In a letter to Senate Finance Committee chairman Orrin Hatch, R-Utah, IRS commissioner John Koskinen said the IRS is contacting the taxpayers to remind them of their obligation.

“Approximately 710,000 of the taxpayers with APTC have not yet filed a tax return and have not filed an extension, as required,” he wrote last Friday. “As one part of our post-compliance strategy, we are sending letters to taxpayers who had APTC paid on their behalf who have not yet reconciled and who did not file an extension to remind them of their obligation to file a tax return. Under regulations issued by the Department of Health and Human Services, taxpayers must meet this obligation in order to maintain their eligibility for APTC to help pay for Marketplace coverage in 2016. We are urging these taxpayers to file an electronic tax return to reconcile their APTC within 30 days. We will follow up with these taxpayers as appropriate.”

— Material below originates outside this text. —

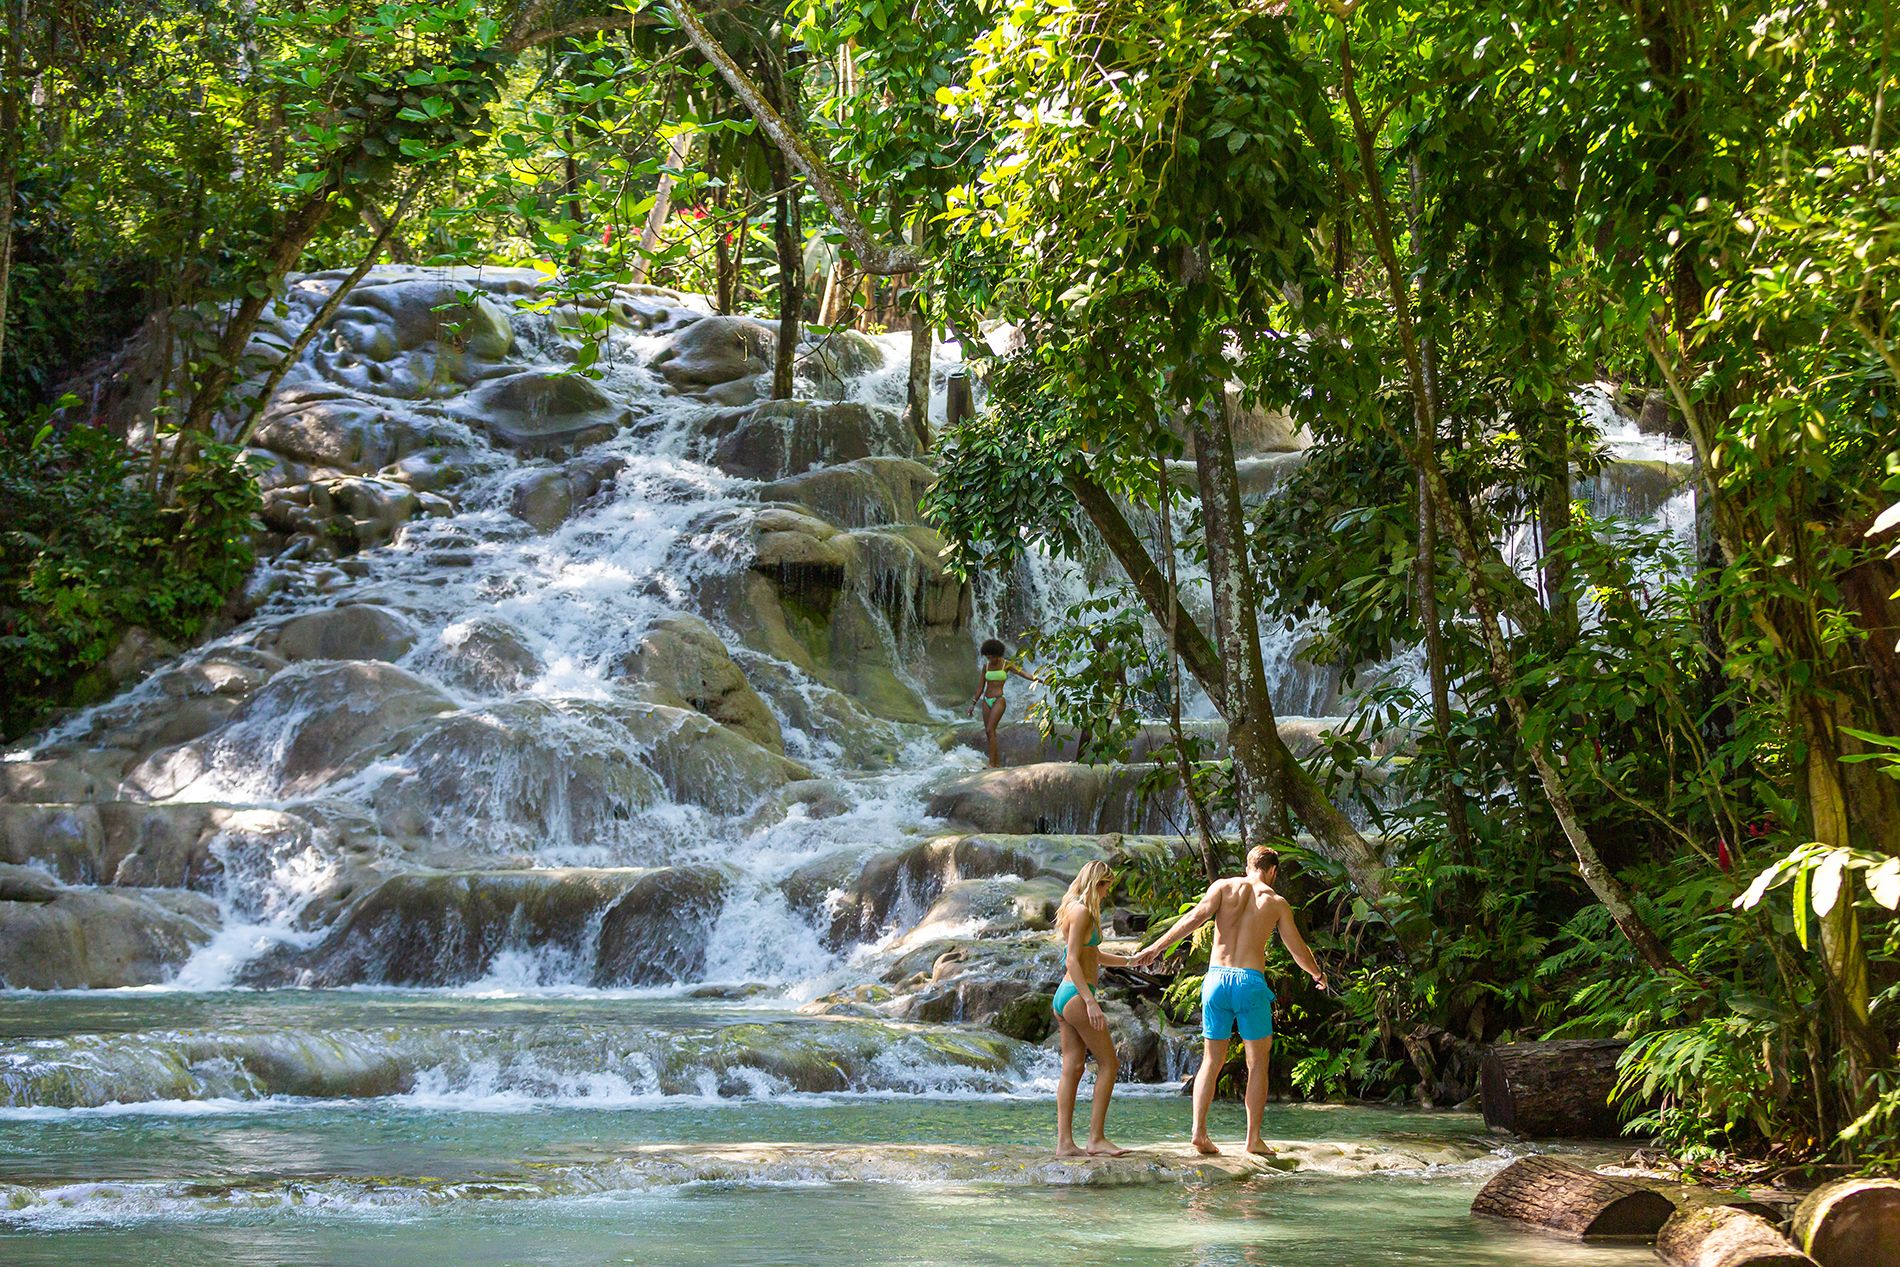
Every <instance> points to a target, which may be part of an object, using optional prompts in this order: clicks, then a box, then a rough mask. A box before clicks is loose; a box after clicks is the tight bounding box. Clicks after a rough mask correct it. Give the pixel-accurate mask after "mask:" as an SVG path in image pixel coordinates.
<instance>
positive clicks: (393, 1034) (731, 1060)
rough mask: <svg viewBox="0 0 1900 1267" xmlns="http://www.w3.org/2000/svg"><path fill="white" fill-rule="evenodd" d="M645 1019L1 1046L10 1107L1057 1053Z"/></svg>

In response to the letter, Hatch called on the Treasury Inspector General for Tax Administration, J. Russell George, to examine the use of the tax credits, noting that the 710,000 people had probably received more than $2.4 billion in Advanced Premium Tax Credit payments.

In a letter to Inspector General George, Hatch reiterated his ongoing concern regarding the integrity of APTC payments and outlined his request for an examination of a large sample of individuals who received a government subsidy and failed to submit a tax return.

“A critical element in safeguarding the integrity of insurance subsidies is the reconciliation process that occurs when taxpayers file their tax returns and reconcile subsidies received versus the amount they were in fact due,” Hatch wrote Monday in a letter to George. “While it is likely that not all of these are fraudulent, because of the Marketplace’s lax integrity controls there is reason to believe that a significant portion could be.”

Hatch’s letter comes on the heels of a Senate Finance Committee hearing that included testimony from an official with the Government Accountability Office who found as part of an undercover investigation that the federal exchange approved 11 out of 12 telephone and online applications for fictitious applicants (see Fake Applicants Received Tax Credits for Health Insurance). As a result, the federal government paid $2,500 per month, or $30,000 per year, in credits for insurance policies for these fictitious individuals.